Although I agree with the result reached by the majority and join its opinion with respect to plaintiffs disparate impact claim, I disagree with the Court’s resolution of plaintiffs disparate treatment claim. I would affirm the district court’s entry of summary judgment in favor of Butler on the ground that the denial of the PEP award is not an adverse employment action.

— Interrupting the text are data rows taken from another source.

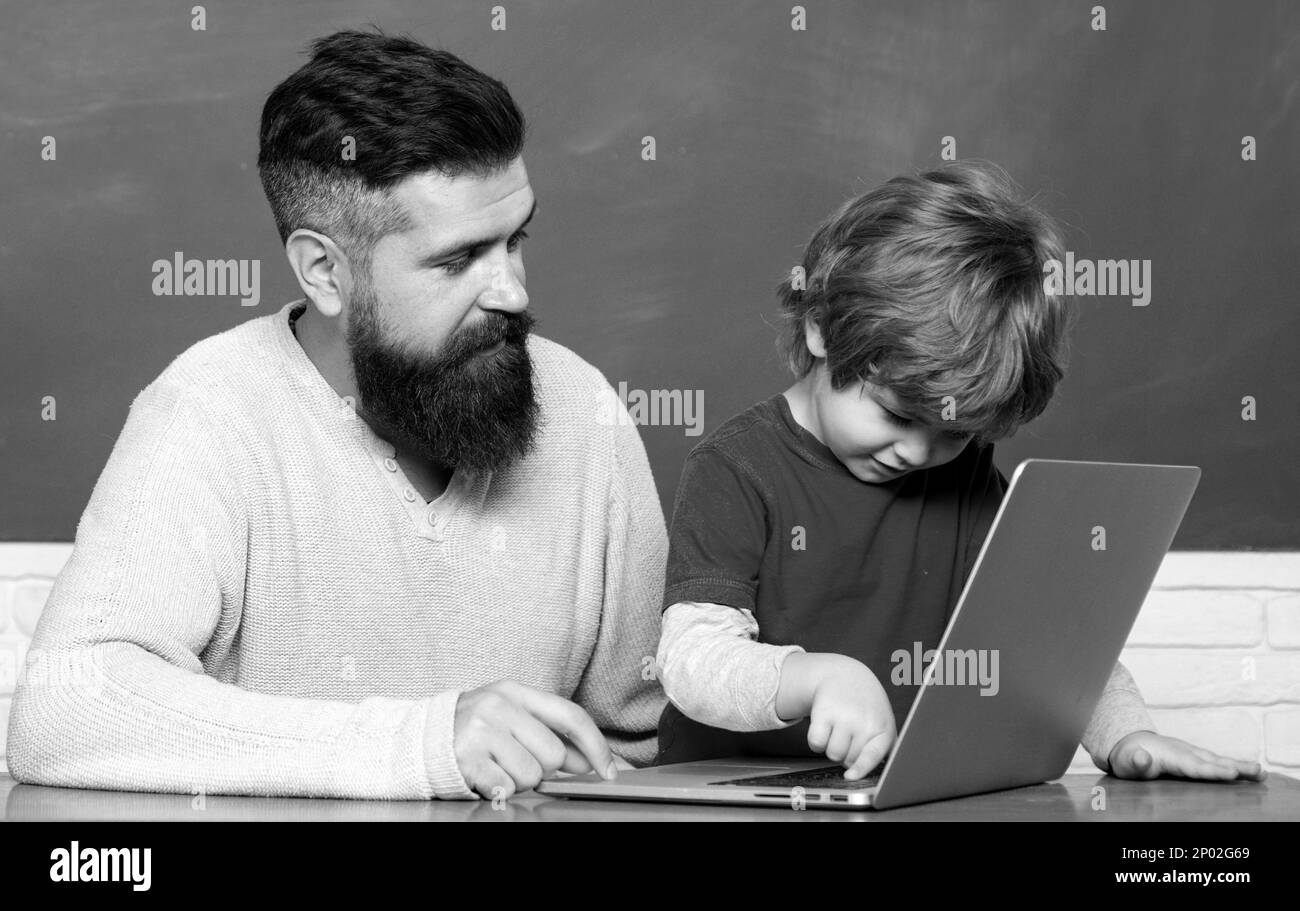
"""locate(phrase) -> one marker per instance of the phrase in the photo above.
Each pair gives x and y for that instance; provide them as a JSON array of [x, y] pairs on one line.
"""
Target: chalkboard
[[662, 273]]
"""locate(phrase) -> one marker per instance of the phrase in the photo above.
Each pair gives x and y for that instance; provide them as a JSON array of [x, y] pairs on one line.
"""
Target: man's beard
[[456, 408]]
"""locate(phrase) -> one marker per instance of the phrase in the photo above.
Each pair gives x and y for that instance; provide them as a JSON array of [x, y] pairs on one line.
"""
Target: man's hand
[[850, 718], [510, 736], [1145, 755]]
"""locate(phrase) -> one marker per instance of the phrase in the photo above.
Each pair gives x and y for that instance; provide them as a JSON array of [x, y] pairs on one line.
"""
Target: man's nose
[[505, 291]]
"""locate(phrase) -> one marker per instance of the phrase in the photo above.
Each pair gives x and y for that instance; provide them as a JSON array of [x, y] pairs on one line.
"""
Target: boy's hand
[[1145, 755], [852, 720]]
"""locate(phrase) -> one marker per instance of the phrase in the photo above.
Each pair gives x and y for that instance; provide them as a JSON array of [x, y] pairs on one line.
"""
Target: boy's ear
[[813, 335]]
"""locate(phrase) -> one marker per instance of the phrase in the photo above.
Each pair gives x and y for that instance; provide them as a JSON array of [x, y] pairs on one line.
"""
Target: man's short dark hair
[[408, 108]]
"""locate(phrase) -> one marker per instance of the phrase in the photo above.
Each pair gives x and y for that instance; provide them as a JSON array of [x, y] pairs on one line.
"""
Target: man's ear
[[813, 334], [320, 268]]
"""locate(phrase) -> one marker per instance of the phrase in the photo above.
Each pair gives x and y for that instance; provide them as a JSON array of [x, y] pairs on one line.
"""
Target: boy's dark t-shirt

While I agree with the Court that the PEP award has characteristics of both a raise and a bonus, I conclude that it much more closely resembles a bonus, and that the denial of the award is not actionable under Title VII. See Hunt v. City of Markham, 219 F.3d 649, 654 (7th Cir.2000); Miller v. Am. Family Mut. Ins. Co., 203 F.3d 997, 1006 (7th Cir.2000). Unlike most raises, the PEP award was not the “norm for workers who perform satisfactorily.” Hunt, 219 F.3d at 654. Rather, the PEP program was conceived *618as a way to reward a few distinguished faculty members “who had demonstrated sustained excellence in scholarship, teaching and service.” The discretionary raise at issue in Power v. Summers, 226 F.3d 815 (7th Cir.2000) is quite different from the PEP award and helps highlight the exceptional nature of the PEP award. Although the raise in Summers was discretionary, most faculty members received one; indeed, the university appropriated sufficient funds to grant each faculty member an average raise of $1,000. Id. at 819. The PEP award, by contrast, was bestowed on only a few professors who were selected by a faculty committee after a rigorous application process. Neither the permanent nature of the salary increase nor the announcement of the PEP awards in a regular, annual presentation made the award a “normal and expected element” of a faculty member’s salary or entitled faculty members to count on receiving the award. Fyfe v. City of Fort Wayne, 241 F.3d 597, 602 (7th Cir.2001).

I would therefore affirm the grant of summary judgment in favor of Butler on the ground that plaintiff failed to establish a prima facie case of disparate treatment.